/trillian

Trillian is a project whose aim is to bridge the gap between astrophysical models and the vast amount of publicly available astronomical data.

Primary LanguagePythonOtherNOASSERTION

Trillian

An All-Sky, Multi-wavelength Astronomy Computational Engine

Trillian is a project whose aim is to bridge the gap between astrophysical models and the vast amount of publicly available astronomical data.

Its principle features include:

  • a distributed data scheme
  • distributed computation
  • integrated API access to disparate data

A more detailed descripton of the project can be found here: http://trillianverse.org.

An arXiv paper by Demitri Muna and Eric Huff that describes Trillian in more detail can be found here: arXiv:1402.5932.

Links

Project home page: http://trillianverse.org
Mozilla ScienceLab Collaborate page: http://trillianverse.org
Mailing list: https://groups.google.com/forum/#!forum/trillianverse

Dependencies

Server Software
Python packages

Division of Sky with HEALPix

Trillian divides the sky using the HEALPix scheme, which defines equal area regions on a sphere. Each HEALPix region is represented on the server by a one-to-one mapping to a “trixel”: a discrete collection of all data available for that HEALPix region. In other words, data of all wavelengths of a particular part of the sky is located in the same place. Trillian uses the “nested” HEALPix scheme.

Sky Coverage

The Trillian server has ~30TB of disk space, which is certainly not enough for all-sky coverage while trying to include even the most popular data sets. However, full-sky coverage is not necessary as a proof of concept. Two regions on the sky have been chosen initially: SDSS’s Stripe 82 and the Kepler field, selected as they have been heavily studied and are good representative regions for both extragalactic and Galactic science. Data covering as many wavelengths as possible will be collected for these areas.

Current Development Goals

The first milestone is to provide an arbitrarily simple model to Trillian, have the framework apply that model to all objects available, and return a likelihood value for each one. Current tasks include:

  • Initialize the server with the coarsest resolution of HEALPix regions/trixels.
  • Define the structure of each trixel (the storage on disk representation of each HEALPix region). This will include a schema for each data set (e.g. SDSS, WISE, etc.) in a shared database on each node, indexing of image data, etc.
  • Define an API for accessing data between nodes.
  • Implement a Docker VM that can accept a user-supplied Python program to be run on nodes.
  • Define the API for the user-supplied Python code. This code will accept data in a defined format (limited on the first pass to magnitudes, spectra, and raw pixel data), and return a likelihood value that the provided data fits the model represented by the code.
  • Define a job queue system (built on Redis?) for communication between the central server and the nodes.

Support

Contact

The Trillian project is currently seeking collborators. If you are interested in contributing to this project, please contact Demitri Muna.


Historical Notes

Mozilla Science Sprint (22 July 2014)

Much of the open data conversation focuses on distributing data - how to make data easily available for local replication. But, some fields have datasets that are so enormous, transferring and storing additional copies for every user is prohibitively expensive and slow. Instead, we'd like to explore distributed analysis - pushing analysis scripts to the data, rather than pulling the data to us. The experiments on CERN's LHC set a very successful precedent for this model at the largest scale; one of Trillian's early goals is to achieve this functionality with much lower infrastructural overhead.

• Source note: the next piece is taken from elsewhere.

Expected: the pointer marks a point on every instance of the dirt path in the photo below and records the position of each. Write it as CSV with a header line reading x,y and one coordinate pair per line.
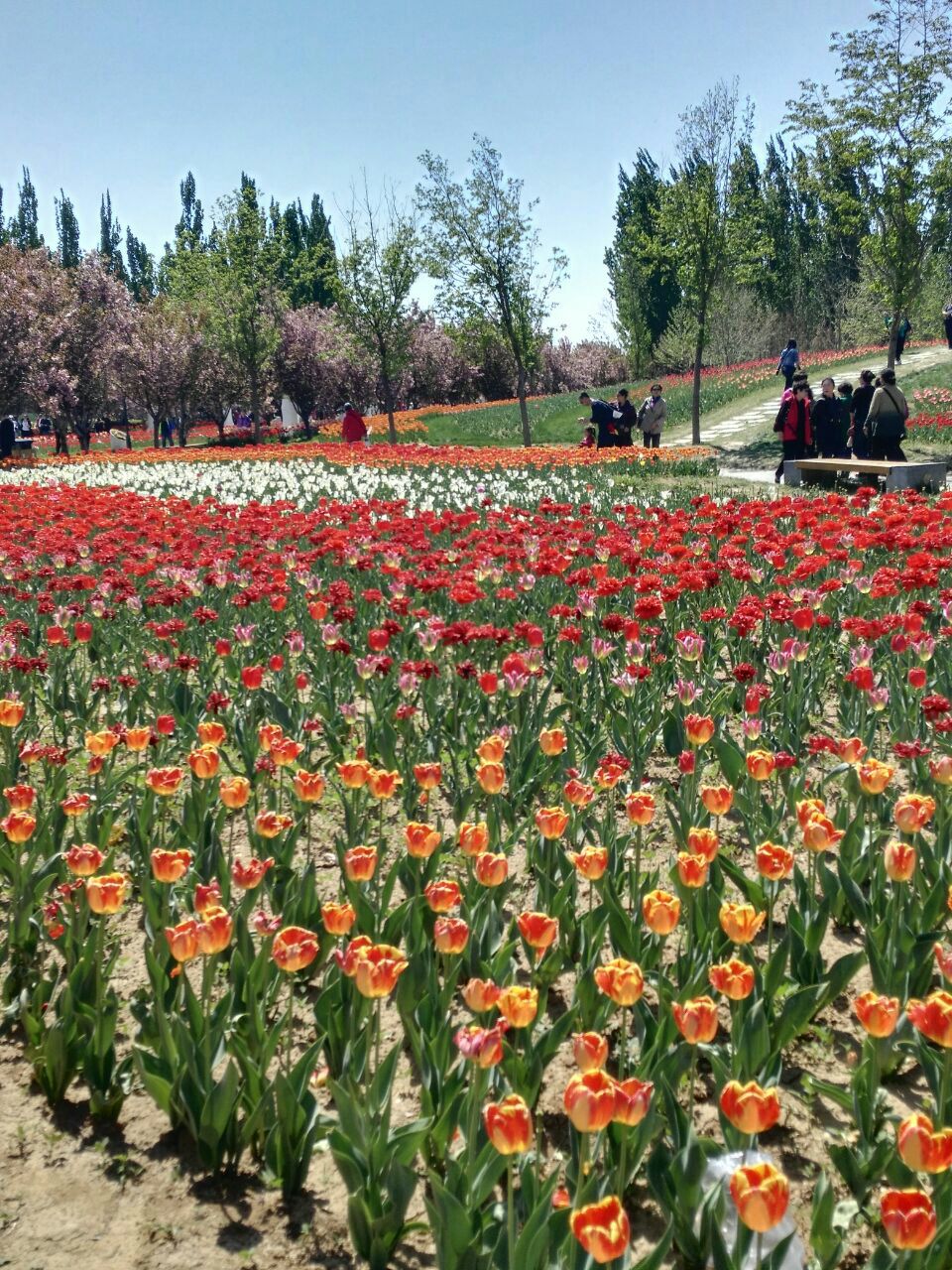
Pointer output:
x,y
758,409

For the sprint, we'd like to start exploring a basic Python implementation of a distributed analysis framework. Our core goals are:

  • resolve which of a list of hosts are eligible to run a job, based on data availability
  • send a Python script to an eligible host for execution
  • return the analysis result to the initiating user.

Stretch goals include:

  • An exploration of security implications and procedures; how do we mitigate the risk of malicious code being executed on the analysis hosts?
  • Smart job queueing: beyond simple data availability, provide job allocation based on available processing power, connection speed, other variables.